Watson's poem is based loosely on a pun, "Anti-Wrinkle Scream" as opposed to "Anti-Wrinkles Cream," which he painfully explains in the third stanza. Humor is like sex: as soon as you go into details, it ceases to be as fascinating. Watson also suffers the "line as clause" syndrome, using longer lines that almost resemble, and occasionally are, sentences. As such, the poem suffers, resembling a clever piece of short prose diced into lines and presented as a poem. The lack of consistent imagery and focus on prose-like narrative leads the reader towards this impression. On the whole, while the plot of the piece is slightly clever, I read this as flash fiction diced into lines.

"Smells" by Jane Yolen

This is another poem that, for me, doesn't read as speculative, unless one considers any poem that graphically discusses death horrific. Yolen's descriptions are indeed eerie: "The dying man.../...smells of old urine/and unwashed teeth.../He smells of sweet decay." The way Yolen's speaker mourns her spouse is touching, and the juxtaposition of smell against smell works well in this piece. However, Yolen steers the poem away from the horrific to the melancholy and sentimental that, by the end of the poem, I'm left questioning the speculative nature of the piece. It's a decent poem, and one that bears rereading, but I don't see it as a Rhysling nominee, let alone a candidate for a winning finalist.

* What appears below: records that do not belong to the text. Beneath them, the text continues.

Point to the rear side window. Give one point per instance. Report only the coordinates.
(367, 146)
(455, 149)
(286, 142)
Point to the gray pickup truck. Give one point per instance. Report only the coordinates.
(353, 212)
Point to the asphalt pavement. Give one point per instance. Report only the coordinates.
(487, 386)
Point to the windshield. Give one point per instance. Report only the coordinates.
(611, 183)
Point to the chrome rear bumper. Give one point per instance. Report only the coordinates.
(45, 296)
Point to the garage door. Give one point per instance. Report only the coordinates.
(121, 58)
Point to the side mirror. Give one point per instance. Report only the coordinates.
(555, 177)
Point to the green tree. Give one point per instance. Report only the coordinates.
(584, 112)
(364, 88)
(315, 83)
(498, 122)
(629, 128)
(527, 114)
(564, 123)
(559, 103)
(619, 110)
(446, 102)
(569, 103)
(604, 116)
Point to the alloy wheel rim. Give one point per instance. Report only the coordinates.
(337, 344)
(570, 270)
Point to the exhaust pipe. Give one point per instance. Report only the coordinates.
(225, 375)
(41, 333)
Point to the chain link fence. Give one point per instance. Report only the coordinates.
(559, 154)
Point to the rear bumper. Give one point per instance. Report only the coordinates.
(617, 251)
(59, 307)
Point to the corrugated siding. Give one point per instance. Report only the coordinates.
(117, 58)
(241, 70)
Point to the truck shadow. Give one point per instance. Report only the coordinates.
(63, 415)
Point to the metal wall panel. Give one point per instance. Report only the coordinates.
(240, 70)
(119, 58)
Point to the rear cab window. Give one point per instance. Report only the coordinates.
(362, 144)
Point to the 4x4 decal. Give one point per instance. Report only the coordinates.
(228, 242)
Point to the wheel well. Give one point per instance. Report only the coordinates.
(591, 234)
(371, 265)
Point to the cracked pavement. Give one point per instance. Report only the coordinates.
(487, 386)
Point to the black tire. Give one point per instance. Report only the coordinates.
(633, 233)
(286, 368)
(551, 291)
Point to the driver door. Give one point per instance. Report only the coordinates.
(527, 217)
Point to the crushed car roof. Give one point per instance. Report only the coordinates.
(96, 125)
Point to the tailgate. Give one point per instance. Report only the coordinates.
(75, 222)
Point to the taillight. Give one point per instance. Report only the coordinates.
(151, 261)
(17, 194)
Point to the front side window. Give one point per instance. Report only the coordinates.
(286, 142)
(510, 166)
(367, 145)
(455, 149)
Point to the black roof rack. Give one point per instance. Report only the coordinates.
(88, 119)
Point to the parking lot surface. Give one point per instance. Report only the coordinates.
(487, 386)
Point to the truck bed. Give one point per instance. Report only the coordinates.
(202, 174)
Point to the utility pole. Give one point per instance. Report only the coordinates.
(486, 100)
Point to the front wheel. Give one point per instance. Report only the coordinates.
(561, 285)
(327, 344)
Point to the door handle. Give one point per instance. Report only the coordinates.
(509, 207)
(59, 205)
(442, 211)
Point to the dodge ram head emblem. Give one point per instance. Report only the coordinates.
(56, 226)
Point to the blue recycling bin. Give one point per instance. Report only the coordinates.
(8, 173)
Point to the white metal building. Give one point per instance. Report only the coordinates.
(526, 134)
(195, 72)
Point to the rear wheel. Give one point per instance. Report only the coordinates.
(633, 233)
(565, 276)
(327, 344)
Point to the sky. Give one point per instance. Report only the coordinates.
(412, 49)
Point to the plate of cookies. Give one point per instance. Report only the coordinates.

Okay, that's it: My take on the Short Category poems for the 2009 Rhyslings. I'd love to hear what you thought about any or all of these poems, specifically their craft techniques. Call me academic, but it seems that speculative poetry is suffering from a lack of craft discussion, and I'd love to hear other poets chime in on that discussion.


( 5 comments — Leave a comment )
Aug. 19th, 2009 05:55 am (UTC)
Certainly one to have considered for a finalist this year.

I'm honored!
Aug. 19th, 2009 02:09 pm (UTC)
Okay, I have to ask, because my knowledge of ancient myths isn't what it should be. Were the lines "the god burns, fire-bellied/heresy in its mouth roasting/to ash. The jaws of darkness/close on the sun, flood the seas/of the moon with copper smoke" referring to a specific myth, and if so, which one?
Aug. 19th, 2009 04:38 pm (UTC)
referring to a specific myth, and if so, which one?

The first is a reference to the story of Shadrach, Meshach, and Abednego in the Book of Daniel, kind of fused with Biblical references to Moloch; the second is folklore surrounding eclipses of the sun and moon, that a dragon swallows and must be made to disgorge them: mostly the snake Rahu in Hindu myth and the Philippine Bakunawa.
Aug. 19th, 2009 04:47 pm (UTC)
Right, right...I should have seen the Shadrach, Meschach and Abednego reference. Missed Moloch, but nice fusion.

Will have to check up on Hindu myths.

Thanks for clarifying this. Nothing Egyptian then, huh? Sorry I misrepresented you in my critique.
Aug. 19th, 2009 04:59 pm (UTC)
Sorry I misrepresented you in my critique.

I'm not offended; Apep does swallow the sun during a solar eclipse. I just wasn't thinking of him as I wrote those lines.